Helen’s father had died three years before; her mother had sold the big house where she had lived for thirty-five years and gone to live above a hairdresser’s. Socially, she had come down in the world. Her husband had been retail manager for one of the big department stores; she had used to come to this hairdresser’s as a customer, to have her hair washed and set, preserving a proper dignified distance from the staff. Now she even worked as a receptionist for them several afternoons a week, drawn deeply and happily into the world of their gossip and concerns. The only entrance to her flat was through the hairdresser’s; Helen had to ring the doorbell, then her mother peered down from between her sitting-room curtains to see whoever was calling at this time.
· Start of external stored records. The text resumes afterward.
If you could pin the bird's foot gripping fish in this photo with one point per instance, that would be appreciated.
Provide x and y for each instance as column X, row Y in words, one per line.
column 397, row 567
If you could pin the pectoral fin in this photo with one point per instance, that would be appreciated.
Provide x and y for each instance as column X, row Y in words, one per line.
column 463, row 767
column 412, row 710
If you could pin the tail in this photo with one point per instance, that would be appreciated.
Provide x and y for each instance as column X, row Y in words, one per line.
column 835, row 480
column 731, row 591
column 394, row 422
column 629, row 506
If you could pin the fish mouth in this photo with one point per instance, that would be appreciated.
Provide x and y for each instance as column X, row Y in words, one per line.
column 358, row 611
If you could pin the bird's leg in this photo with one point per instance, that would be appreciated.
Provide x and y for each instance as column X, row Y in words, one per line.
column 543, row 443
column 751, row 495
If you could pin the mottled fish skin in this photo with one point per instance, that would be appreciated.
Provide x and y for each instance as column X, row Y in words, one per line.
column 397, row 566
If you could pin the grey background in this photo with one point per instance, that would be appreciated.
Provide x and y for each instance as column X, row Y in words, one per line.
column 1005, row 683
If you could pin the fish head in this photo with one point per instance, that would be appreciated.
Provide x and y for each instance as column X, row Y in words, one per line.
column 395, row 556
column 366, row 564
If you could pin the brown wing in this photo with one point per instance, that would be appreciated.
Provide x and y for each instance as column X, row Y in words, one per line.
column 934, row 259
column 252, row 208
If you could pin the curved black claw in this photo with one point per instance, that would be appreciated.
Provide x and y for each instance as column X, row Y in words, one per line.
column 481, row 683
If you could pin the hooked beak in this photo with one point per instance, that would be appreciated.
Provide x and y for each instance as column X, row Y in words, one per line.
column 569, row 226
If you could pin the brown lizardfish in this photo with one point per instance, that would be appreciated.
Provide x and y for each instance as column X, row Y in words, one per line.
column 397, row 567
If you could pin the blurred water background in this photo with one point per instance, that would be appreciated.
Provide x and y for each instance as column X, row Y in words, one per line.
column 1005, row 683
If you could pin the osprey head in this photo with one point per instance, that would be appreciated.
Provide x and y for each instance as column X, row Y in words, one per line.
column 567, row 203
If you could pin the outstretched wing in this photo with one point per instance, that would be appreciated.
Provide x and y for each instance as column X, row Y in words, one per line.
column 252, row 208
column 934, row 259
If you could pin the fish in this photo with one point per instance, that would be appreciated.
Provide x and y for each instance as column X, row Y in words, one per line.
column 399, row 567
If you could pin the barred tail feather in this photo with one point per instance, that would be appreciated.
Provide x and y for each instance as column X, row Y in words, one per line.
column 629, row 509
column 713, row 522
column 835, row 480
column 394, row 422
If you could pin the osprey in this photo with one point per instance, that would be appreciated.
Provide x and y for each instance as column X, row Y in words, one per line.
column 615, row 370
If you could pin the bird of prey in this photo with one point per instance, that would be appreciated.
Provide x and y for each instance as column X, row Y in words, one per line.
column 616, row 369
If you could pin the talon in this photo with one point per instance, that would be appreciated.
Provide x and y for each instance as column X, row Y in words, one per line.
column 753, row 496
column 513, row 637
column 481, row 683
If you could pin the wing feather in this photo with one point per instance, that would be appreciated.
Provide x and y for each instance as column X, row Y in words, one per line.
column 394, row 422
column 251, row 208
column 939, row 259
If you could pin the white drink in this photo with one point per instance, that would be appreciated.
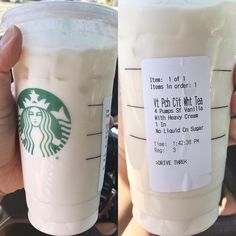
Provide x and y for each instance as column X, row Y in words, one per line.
column 65, row 72
column 175, row 29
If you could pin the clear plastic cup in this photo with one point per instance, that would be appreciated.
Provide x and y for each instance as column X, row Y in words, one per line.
column 64, row 82
column 175, row 67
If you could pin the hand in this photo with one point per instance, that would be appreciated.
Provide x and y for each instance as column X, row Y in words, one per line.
column 10, row 165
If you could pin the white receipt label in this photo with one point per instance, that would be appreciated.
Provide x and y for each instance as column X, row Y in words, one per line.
column 105, row 133
column 178, row 122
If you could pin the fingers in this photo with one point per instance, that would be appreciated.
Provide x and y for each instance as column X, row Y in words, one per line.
column 10, row 49
column 232, row 129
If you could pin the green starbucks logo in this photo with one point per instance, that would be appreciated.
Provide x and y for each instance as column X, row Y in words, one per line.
column 44, row 122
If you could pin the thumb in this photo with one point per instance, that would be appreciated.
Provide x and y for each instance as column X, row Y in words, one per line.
column 10, row 49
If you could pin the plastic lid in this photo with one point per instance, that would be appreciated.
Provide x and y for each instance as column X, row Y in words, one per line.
column 79, row 10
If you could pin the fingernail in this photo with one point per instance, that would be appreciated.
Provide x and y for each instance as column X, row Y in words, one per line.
column 7, row 36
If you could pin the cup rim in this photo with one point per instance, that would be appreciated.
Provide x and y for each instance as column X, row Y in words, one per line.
column 43, row 10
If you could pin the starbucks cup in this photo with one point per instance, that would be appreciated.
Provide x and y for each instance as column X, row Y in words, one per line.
column 64, row 84
column 175, row 67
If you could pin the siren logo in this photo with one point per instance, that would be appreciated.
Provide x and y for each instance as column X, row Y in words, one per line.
column 44, row 122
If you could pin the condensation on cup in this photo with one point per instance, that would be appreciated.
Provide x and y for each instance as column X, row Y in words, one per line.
column 64, row 82
column 175, row 67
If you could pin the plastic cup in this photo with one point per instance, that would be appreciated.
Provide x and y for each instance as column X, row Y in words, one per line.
column 176, row 55
column 64, row 82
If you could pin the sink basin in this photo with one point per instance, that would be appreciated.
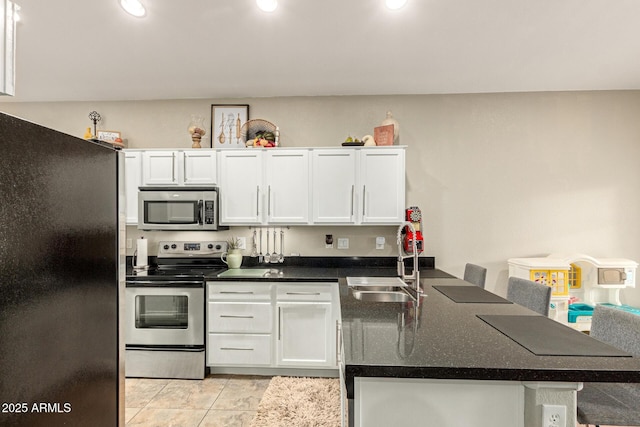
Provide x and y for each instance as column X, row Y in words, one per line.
column 378, row 288
column 382, row 296
column 246, row 272
column 371, row 282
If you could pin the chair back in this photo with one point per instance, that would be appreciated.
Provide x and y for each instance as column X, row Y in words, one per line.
column 616, row 327
column 475, row 274
column 527, row 293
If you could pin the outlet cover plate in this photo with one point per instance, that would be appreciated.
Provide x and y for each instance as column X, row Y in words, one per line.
column 554, row 416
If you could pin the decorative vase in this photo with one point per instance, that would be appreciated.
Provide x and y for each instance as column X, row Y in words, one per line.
column 233, row 258
column 196, row 130
column 389, row 120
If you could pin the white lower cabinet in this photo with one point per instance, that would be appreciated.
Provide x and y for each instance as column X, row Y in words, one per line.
column 239, row 349
column 239, row 324
column 306, row 326
column 272, row 325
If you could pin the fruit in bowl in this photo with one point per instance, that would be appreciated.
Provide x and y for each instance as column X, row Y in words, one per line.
column 264, row 139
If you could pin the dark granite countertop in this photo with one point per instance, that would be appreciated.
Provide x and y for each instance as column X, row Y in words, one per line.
column 319, row 274
column 439, row 338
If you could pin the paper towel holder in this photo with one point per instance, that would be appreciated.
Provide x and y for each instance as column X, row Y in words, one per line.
column 138, row 268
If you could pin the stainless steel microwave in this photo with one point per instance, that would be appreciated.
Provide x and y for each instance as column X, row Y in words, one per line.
column 163, row 208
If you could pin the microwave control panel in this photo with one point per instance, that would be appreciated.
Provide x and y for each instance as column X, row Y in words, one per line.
column 209, row 212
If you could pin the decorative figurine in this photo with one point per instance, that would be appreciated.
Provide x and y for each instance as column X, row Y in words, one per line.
column 95, row 118
column 196, row 129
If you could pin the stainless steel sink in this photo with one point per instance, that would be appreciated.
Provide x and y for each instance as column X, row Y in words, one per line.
column 379, row 289
column 369, row 296
column 371, row 282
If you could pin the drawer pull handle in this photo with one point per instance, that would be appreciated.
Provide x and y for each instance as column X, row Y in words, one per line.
column 236, row 292
column 303, row 293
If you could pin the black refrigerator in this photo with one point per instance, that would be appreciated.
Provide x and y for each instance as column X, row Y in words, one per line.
column 61, row 278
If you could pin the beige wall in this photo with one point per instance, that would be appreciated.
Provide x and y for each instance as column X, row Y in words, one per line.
column 496, row 175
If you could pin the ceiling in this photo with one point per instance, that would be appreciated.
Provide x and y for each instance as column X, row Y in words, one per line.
column 75, row 50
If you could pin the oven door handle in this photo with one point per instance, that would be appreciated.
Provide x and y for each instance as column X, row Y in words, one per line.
column 200, row 212
column 165, row 283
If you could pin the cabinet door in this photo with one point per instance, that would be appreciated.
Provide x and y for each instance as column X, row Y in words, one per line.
column 132, row 180
column 305, row 334
column 199, row 167
column 287, row 179
column 241, row 187
column 333, row 186
column 382, row 186
column 159, row 168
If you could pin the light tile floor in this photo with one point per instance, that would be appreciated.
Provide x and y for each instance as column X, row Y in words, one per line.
column 216, row 401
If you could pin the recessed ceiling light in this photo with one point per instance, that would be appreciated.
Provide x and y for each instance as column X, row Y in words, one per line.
column 395, row 4
column 267, row 5
column 133, row 7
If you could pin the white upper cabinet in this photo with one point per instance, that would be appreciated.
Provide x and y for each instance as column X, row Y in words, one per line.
column 333, row 185
column 382, row 186
column 285, row 186
column 358, row 186
column 287, row 179
column 173, row 167
column 199, row 167
column 264, row 186
column 132, row 180
column 241, row 187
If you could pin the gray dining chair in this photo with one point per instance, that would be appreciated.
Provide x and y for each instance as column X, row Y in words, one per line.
column 527, row 293
column 612, row 404
column 475, row 274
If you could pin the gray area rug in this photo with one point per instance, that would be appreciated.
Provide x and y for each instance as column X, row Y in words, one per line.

She didn’t have a telephone, so Helen hadn’t been able to warn her. A few minutes later they could see her feeling her way along the row of dryers in the dim light from the stairs behind; she didn’t like to use the salon lights because they weren’t on her bill. No one knew that Nia’s dreams were visited by dryer-monsters with blank skin faces and huge bald egg-shaped skulls in powder blue. The glass door to the salon, hung inside with a rattling pink venetian blind, had ‘Jennifer’s’ stencilled across it in flowing cursive script, and underneath that a pink silhouette bust of a lady in an eighteenth-century wig.